Em todo o país, as eleições registraram aumento no número de candidaturas autodeclaradas de indígenas em relação ao pleito de 2018. De acordo com o TSE (Tribunal Superior Eleitoral), elas passaram de 133 para 186, crescimento de 40%. Em 2014, eram 85. As mulheres indígenas, que compõem a maioria entre os eleitos, tiveram crescimento ainda maior no número de candidaturas: de 49 em 2018 para 82 neste ano.
No campo progressista, os movimentos indígenas elegeram Sonia Guajajara (PSOL-SP), coordenadora da Apib, e Célia Xakriabá (PSOL-MG). Ambas venceram com agenda antibolsonarista, que inclui o combate ao garimpo ilegal, a preservação da cultura dos indígenas e do ambiente e a contenção de projetos como a regulamentação da exploração do solo em terras indígenas e a tese do marco temporal, que considera territórios indígenas apenas os ocupados na promulgação da Constituição, em 5 de outubro de 1988.
O PT terá em 2023 mais três parlamentares que se afirmam indígenas: Wellington Dias (PI), no Senado, e Paulo Guedes (MG) e Juliana Cardoso (SP) na Câmara. Ao mesmo tempo, o bolsonarismo elegeu dois nomes autodeclarados indígenas para o Congresso: Silvia Waiãpi (PL), para a Câmara pelo Amapá, e o atual vice-presidente, Hamilton Mourão (Republicanos), que será senador pelo Rio Grande do Sul.
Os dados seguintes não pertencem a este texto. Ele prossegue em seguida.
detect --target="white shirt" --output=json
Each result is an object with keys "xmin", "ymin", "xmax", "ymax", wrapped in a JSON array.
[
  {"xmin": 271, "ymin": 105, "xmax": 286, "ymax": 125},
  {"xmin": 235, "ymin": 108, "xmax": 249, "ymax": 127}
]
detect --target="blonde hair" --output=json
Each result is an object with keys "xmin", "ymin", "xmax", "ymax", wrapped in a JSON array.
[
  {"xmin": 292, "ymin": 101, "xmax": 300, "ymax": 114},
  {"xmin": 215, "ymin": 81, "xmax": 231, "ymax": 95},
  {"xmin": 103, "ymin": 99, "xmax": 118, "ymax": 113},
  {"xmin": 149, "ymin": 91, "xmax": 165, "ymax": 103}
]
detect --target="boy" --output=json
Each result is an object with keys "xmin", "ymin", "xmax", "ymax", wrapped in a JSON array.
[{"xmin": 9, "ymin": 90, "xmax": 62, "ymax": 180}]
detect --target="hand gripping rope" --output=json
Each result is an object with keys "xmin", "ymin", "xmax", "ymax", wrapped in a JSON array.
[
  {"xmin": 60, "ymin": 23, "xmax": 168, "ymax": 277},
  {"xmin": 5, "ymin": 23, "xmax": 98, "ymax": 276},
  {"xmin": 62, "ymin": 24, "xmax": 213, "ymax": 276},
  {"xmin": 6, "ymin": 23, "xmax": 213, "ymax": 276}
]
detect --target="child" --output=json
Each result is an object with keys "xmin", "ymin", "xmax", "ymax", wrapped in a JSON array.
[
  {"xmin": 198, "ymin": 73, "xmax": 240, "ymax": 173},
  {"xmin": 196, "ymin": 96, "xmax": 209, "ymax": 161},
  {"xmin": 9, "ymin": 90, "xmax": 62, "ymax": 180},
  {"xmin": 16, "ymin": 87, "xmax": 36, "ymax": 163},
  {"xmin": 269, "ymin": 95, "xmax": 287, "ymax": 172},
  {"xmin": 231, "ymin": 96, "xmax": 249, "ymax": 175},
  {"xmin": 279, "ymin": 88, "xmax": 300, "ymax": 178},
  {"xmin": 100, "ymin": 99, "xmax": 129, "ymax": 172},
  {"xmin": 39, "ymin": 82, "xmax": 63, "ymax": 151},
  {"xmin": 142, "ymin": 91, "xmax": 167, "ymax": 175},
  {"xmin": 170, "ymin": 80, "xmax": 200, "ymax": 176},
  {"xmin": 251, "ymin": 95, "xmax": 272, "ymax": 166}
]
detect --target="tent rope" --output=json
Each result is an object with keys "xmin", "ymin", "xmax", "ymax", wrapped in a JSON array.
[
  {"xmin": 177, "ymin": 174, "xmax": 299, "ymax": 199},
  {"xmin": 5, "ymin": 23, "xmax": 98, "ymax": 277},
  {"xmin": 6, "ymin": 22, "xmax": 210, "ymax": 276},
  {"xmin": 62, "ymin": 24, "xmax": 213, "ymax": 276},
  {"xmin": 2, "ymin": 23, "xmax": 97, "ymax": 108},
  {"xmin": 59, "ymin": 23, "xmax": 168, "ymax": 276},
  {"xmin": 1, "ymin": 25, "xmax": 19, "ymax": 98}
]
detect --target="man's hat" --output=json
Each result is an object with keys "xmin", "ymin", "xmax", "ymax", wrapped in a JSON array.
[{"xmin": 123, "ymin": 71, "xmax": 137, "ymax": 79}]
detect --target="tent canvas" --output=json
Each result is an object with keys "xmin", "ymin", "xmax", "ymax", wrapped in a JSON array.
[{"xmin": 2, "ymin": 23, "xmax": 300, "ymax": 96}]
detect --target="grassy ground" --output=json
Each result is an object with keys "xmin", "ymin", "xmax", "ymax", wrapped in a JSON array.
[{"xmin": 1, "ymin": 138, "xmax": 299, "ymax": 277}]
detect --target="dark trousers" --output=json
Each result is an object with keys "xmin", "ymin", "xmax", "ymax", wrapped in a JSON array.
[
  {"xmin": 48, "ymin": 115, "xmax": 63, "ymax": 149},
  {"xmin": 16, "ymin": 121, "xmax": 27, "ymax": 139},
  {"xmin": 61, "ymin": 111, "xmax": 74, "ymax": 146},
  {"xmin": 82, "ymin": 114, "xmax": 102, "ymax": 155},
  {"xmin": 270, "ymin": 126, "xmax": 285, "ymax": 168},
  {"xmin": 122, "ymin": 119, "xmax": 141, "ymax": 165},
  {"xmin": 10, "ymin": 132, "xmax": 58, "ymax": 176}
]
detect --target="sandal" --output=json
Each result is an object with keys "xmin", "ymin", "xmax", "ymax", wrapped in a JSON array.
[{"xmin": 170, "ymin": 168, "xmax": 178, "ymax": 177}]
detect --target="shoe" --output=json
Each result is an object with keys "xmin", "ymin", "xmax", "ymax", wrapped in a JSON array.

Em 2018, movimentos indígenas já haviam questionado a autodeclaração de cor de Mourão. Em 2022, ele inicialmente se identificou como branco, depois atribuiu o dado a um erro de preenchimento no site do TSE e alterou a declaração para indígena, o que gerou críticas, como as de Xakriabá, para quem a inclusão de Mourão entre o grupo é um erro, já que, segundo ela, o vice não atua em prol dessa parcela.
"É uma questão antropológica. Quando o indígena se reconhece e é reconhecido pelo coletivo, a primeira coisa que faz é assumir a luta indígena. E não basta apenas estar comprometido, tem que entender a emergência dessa luta pela defesa do território e da vida indígena", afirmou a parlamentar eleita.
Já Waiãpi, que se tornou uma notória apoiadora de Bolsonaro durante a campanha de 2018, é próxima da senadora eleita Damares Alves (Republicanos) e chegou a chefiar a Sesai (Secretaria de Saúde Indígena).
Neste ano, no entanto, ela chegou a entrar com uma ação no TSE contra o próprio partido, acusando o PL de discriminação por ela ser "negra, indígena e bolsonarista".
A nova bancada indígena não deve ter convivência harmoniosa, uma vez que Guajajara já chegou a liderar um ato contra a atuação de Waiãpi na Sesai. "Quem representa Bolsonaro não representa a luta dos povos indígenas, então eu e Célia estaremos em lados opostos, mas está valendo", disse Guajajara à Folha.
Procurada, Waiãpi não respondeu até a publicação desta reportagem.
Em 2018, considerando todos os cargos em disputa, só duas pessoas autodeclaradas indígenas foram eleitas: Wapichana e Mourão. Em 2022, o número foi a nove: os sete eleitos para o Congresso e mais dois deputados estaduais. Jerônimo Rodrigues (PT) também segue na disputa ao Governo da Bahia.
Apesar da autodeclaração, algumas dessas candidaturas pouco ou nada trataram da questão indígena durante a campanha. Neste ano, após anos de resistência em entrar na política institucional, organizações indígenas impulsionaram candidaturas para tentar aumentar a representatividade no Congresso.
Em abril, o Acampamento Terra Livre, tradicional encontro indígena em Brasília, teve pela primeira vez um debate sobre candidaturas. O evento foi considerado um marco. O entendimento dos indígenas era que, sob Bolsonaro, fez-se necessário ampliar a resistência para além da atuação enquanto movimento social.
Nunca o Legislativo teve mais de uma cadeira ocupada por um indígena ao mesmo tempo. O primeiro a cumprir um mandato foi Mário Juruna, eleito em 1982. Outros candidatos ligados à pauta ambientalista foram eleitos neste ano, como a ex-ministra do Meio Ambiente Marina Silva (Rede-SP).